WARREN SAVES LITTLE ROUND TOP. Gen. G. K. Warren, Meade's Chief of Engineers, after reviewing Sickles' line with Meade, rode to the crest of Little Round Top and found the hill, "the key to the Union position," unoccupied except by a signal station. Warren was informed by the signalmen that they believed Confederate troops lay concealed on the wooded ridge a mile to the west. Smith's New York battery, emplaced at Devil's Den, immediately was ordered to fire a shot into these woods. The missile, crashing through the trees, caused a sudden stir of the Confederates "which by the gleam of the reflected sunlight on their bayonets, revealed their long lines outflanking the position." Warren realized Longstreet would strike first at Little Round Top and he observed, too, the difficulty of shifting Sickles' position from Devil's Den to the hill.

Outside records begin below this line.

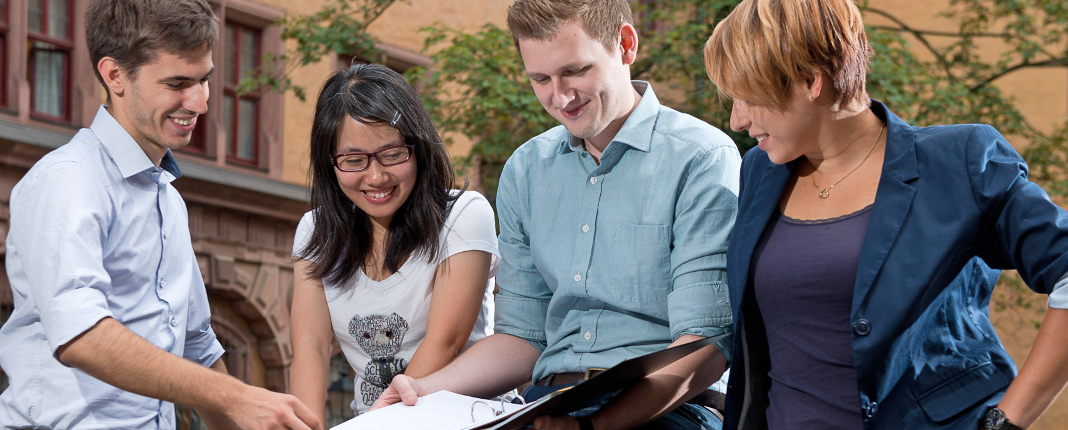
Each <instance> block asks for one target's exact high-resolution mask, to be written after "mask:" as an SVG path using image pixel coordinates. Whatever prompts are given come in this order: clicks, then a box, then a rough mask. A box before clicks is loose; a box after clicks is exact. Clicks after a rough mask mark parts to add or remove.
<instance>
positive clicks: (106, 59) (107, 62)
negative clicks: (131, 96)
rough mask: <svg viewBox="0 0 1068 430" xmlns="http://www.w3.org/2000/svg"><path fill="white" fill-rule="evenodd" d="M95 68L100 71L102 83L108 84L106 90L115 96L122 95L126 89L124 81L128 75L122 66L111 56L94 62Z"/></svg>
mask: <svg viewBox="0 0 1068 430" xmlns="http://www.w3.org/2000/svg"><path fill="white" fill-rule="evenodd" d="M96 69H97V71H99V73H100V77H101V78H104V84H105V85H107V86H108V91H110V92H111V94H114V95H116V96H121V95H123V93H124V92H125V91H126V83H127V82H126V81H127V79H128V76H127V75H126V73H125V71H123V69H122V68H120V67H119V62H116V61H115V59H113V58H111V57H105V58H103V59H100V61H98V62H97V63H96Z"/></svg>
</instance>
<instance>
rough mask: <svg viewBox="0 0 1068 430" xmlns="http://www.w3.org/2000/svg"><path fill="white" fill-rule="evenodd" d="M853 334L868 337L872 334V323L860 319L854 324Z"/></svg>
mask: <svg viewBox="0 0 1068 430" xmlns="http://www.w3.org/2000/svg"><path fill="white" fill-rule="evenodd" d="M853 332H855V333H857V334H858V335H860V336H867V334H868V333H871V323H870V322H868V320H866V319H859V320H857V322H853Z"/></svg>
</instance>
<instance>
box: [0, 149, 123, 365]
mask: <svg viewBox="0 0 1068 430" xmlns="http://www.w3.org/2000/svg"><path fill="white" fill-rule="evenodd" d="M18 196H19V200H20V201H18V202H12V205H11V207H12V214H11V222H12V225H11V236H12V240H9V244H10V245H12V246H17V248H18V256H19V257H18V258H19V261H17V262H15V264H16V265H18V266H19V267H20V270H21V271H22V272H25V274H26V278H27V282H28V283H29V284H30V285H29V291H30V293H31V294H32V296H33V301H34V303H36V305H37V307H38V309H40V316H41V324H42V328H43V330H44V333H45V337H46V338H47V340H48V346H49V348H50V349H51V351H52V353H56V350H57V349H59V347H61V346H63V345H66V344H67V343H69V341H70V340H73V339H74V338H75V337H77V336H78V335H80V334H82V333H84V332H85V331H87V330H89V329H91V328H93V327H94V325H95V324H96V323H97V322H98V321H99V320H101V319H104V318H107V317H112V314H111V310H109V308H108V300H107V296H108V292H109V291H110V289H111V277H110V275H109V274H108V272H107V271H106V270H105V268H104V262H103V261H104V259H103V257H101V256H103V253H104V248H103V244H104V242H105V240H106V238H107V235H108V229H109V226H110V223H111V219H112V217H113V214H114V213H113V212H112V205H111V201H110V198H109V196H108V194H107V192H106V188H105V186H104V185H101V182H100V181H99V179H98V178H95V177H93V176H92V175H90V174H88V173H87V172H85V171H84V170H83V169H82V168H81V166H79V165H77V164H75V163H59V164H57V165H53V166H51V168H49V169H47V170H45V171H44V172H41V173H40V174H38V176H37V177H36V178H35V179H34V180H33V182H32V184H29V185H28V187H27V188H26V189H23V190H21V192H20V193H19V194H18ZM10 251H11V250H9V252H10ZM9 255H11V254H9ZM9 264H11V262H9Z"/></svg>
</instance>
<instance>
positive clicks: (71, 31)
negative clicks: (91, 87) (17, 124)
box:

At this very moment, Sykes' Fifth Corps, marching from its reserve position, began streaming across Cemetery Ridge toward the front. Warren sought aid from this corps. In answer to his plea for troops, the brigades of Vincent and Weed sprinted to Little Round Top. Law's Alabama troops were starting to scale the south slope of the hill when Vincent's men rushed to the attack. Weed's brigade, following closely, drove over the crest and engaged Robertson's Texans on the west slope. The arrival of Hazlett's battery on the summit of the hill is thus described by an eyewitness: "The passage of the six guns through the roadless woods and amongst the rocks was marvelous. Under ordinary circumstances it would have been considered an impossible fear, but the eagerness of the men . . . brought them without delay to the very summit where they went immediately into battle." A desperate hand-to-hand struggle ensued. Weed and Hazlett were killed, and Vincent was mortally wounded—all young soldiers of great promise.

Dead Confederate sharpshooter
Dead Confederate sharpshooter at Devil's Den.
Gardner photograph.

While Law and Robertson fought on Little Round Top, their comrades struggled in the fields below. The Confederate drive was taken up in turn by the brigades of Benning, Anderson, Kershaw, Semmes, Barksdale, Wofford, Wilcox, Perry, and Wright against the divisions of three Federal corps in the Wheatfield, the Peach Orchard, and along the Emmitsburg Road. Four hours of desperate fighting broke the Peach Orchard salient, an angle in the Union line which was struck from the south and the west. It left the Wheatfield strewn with dead and wounded, and the base of Little Round Top a shambles. Sickles' men had been driven back, and Longstreet was now in possession of the west slope of Big Round Top, of Devil's Den, and the Peach Orchard. Little Round Top, that commanding landmark which, in Confederate hands would have unhinged the Union line on Cemetery Ridge, still remained in Union possession.